TASO: Jailbreak LLMs via Alternative Template and Suffix Optimization
Yanting Wang , Runpeng Geng , Jinghui Chen , Minhao Cheng , Jinyuan Jia
Published on arXiv
2511.18581
Input Manipulation Attack
OWASP ML Top 10 — ML01
Prompt Injection
OWASP LLM Top 10 — LLM01
Key Finding
TASO successfully jailbreaks 24 leading LLMs including models from the Llama family, OpenAI, and DeepSeek, outperforming prior jailbreak techniques that optimize only templates or suffixes independently
TASO
Novel technique introduced
Many recent studies showed that LLMs are vulnerable to jailbreak attacks, where an attacker can perturb the input of an LLM to induce it to generate an output for a harmful question. In general, existing jailbreak techniques either optimize a semantic template intended to induce the LLM to produce harmful outputs or optimize a suffix that leads the LLM to initiate its response with specific tokens (e.g., "Sure"). In this work, we introduce TASO (Template and Suffix Optimization), a novel jailbreak method that optimizes both a template and a suffix in an alternating manner.
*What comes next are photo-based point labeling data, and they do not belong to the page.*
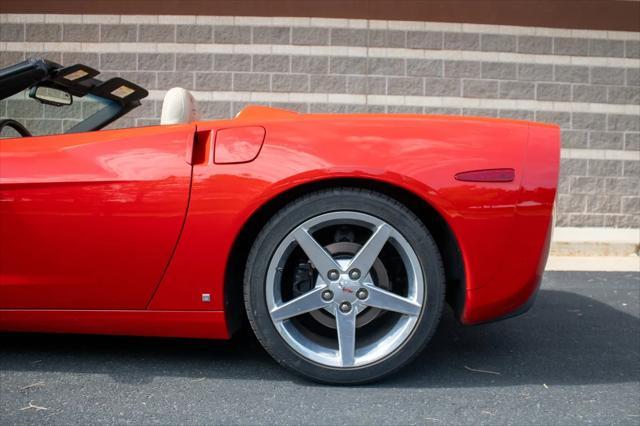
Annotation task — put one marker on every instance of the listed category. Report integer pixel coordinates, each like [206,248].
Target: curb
[599,242]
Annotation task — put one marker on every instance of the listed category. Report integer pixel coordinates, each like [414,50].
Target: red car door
[90,220]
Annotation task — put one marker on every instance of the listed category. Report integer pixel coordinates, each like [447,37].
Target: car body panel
[501,228]
[89,220]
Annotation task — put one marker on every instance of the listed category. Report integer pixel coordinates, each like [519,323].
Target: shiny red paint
[143,220]
[238,144]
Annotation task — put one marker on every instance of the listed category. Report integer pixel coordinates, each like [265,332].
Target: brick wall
[588,82]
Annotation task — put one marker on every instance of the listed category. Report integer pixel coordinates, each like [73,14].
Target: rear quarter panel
[419,153]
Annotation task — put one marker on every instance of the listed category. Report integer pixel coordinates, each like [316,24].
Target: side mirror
[51,96]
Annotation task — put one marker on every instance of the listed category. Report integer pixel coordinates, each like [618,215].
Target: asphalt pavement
[573,359]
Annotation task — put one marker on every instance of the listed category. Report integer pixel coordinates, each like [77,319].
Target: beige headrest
[178,107]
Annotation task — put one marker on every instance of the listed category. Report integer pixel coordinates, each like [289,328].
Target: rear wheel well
[435,223]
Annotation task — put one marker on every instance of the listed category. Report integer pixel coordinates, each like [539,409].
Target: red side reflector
[238,144]
[489,175]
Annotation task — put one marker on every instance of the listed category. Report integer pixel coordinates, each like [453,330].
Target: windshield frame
[36,72]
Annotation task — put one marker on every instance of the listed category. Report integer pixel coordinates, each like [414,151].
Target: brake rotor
[347,250]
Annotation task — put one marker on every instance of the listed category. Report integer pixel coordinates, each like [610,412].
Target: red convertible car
[339,237]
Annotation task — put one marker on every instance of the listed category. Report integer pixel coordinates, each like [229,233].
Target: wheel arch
[436,224]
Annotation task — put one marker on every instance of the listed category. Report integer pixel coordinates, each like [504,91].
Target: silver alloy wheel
[346,293]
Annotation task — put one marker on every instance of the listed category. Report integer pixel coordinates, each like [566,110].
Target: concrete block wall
[586,81]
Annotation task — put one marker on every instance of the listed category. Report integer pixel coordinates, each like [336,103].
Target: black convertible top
[78,80]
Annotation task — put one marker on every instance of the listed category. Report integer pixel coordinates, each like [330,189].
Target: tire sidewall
[370,203]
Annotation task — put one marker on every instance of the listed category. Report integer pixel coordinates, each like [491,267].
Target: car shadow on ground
[566,339]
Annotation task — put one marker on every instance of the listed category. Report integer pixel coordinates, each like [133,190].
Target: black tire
[339,199]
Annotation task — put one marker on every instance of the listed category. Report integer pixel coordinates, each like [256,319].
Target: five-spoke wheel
[348,294]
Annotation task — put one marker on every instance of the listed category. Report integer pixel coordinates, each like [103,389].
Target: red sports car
[339,237]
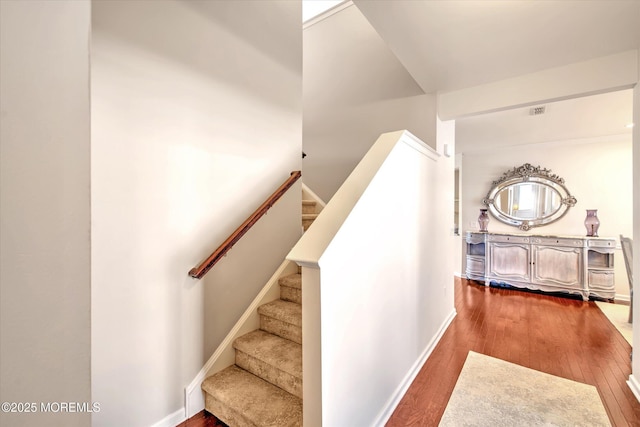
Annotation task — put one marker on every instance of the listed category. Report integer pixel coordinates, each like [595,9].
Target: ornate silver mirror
[528,196]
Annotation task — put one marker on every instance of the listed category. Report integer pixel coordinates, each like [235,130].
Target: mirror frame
[532,174]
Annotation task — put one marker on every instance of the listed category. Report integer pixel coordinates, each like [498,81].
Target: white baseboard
[634,385]
[224,354]
[172,420]
[397,396]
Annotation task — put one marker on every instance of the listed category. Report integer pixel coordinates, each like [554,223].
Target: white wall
[383,246]
[196,119]
[597,171]
[635,363]
[45,211]
[345,133]
[354,90]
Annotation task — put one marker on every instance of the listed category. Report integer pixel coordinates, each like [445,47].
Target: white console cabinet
[570,264]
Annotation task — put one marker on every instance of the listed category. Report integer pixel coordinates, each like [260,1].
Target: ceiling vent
[536,111]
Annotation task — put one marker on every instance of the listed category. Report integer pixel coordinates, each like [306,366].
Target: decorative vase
[483,220]
[592,223]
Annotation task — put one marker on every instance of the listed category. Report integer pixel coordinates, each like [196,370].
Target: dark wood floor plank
[561,336]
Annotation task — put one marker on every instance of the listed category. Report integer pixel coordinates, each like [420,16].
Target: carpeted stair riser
[281,329]
[308,206]
[307,220]
[291,288]
[274,359]
[240,399]
[264,387]
[282,318]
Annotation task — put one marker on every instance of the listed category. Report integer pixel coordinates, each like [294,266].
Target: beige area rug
[492,392]
[618,314]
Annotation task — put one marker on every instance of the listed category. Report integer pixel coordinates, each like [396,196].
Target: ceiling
[366,50]
[447,45]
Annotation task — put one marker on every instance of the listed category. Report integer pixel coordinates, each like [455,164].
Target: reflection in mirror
[528,196]
[528,200]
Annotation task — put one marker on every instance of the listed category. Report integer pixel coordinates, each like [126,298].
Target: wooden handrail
[202,269]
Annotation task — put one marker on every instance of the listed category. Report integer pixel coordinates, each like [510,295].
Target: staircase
[264,387]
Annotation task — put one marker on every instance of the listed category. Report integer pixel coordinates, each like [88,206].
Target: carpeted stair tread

Our insight is that suffix optimization and template optimization are complementary to each other: suffix optimization can effectively control the first few output tokens but cannot control the overall quality of the output, while template optimization provides guidance for the entire output but cannot effectively control the initial tokens, which significantly impact subsequent responses. Thus, they can be combined to improve the attack's effectiveness. We evaluate the effectiveness of TASO on benchmark datasets (including HarmBench and AdvBench) on 24 leading LLMs (including models from the Llama family, OpenAI, and DeepSeek). The results demonstrate that TASO can effectively jailbreak existing LLMs. We hope our work can inspire future studies in exploring this direction.
Key Contributions
- Proposes TASO, a jailbreak method that alternately optimizes a semantic jailbreak template and an adversarial suffix, exploiting their complementary strengths
- Demonstrates that suffix optimization controls initial output tokens while template optimization guides overall output quality, and that combining them yields stronger attacks
- Evaluates TASO on 24 leading LLMs (Llama, OpenAI, DeepSeek) across HarmBench and AdvBench, showing TASO outperforms existing jailbreak methods
🛡️ Threat Analysis
The suffix optimization component uses gradient-based token-level perturbations (adversarial suffix style, similar to GCG) to force specific initial output tokens — this is adversarial suffix optimization on LLMs, qualifying as ML01 per the guidelines.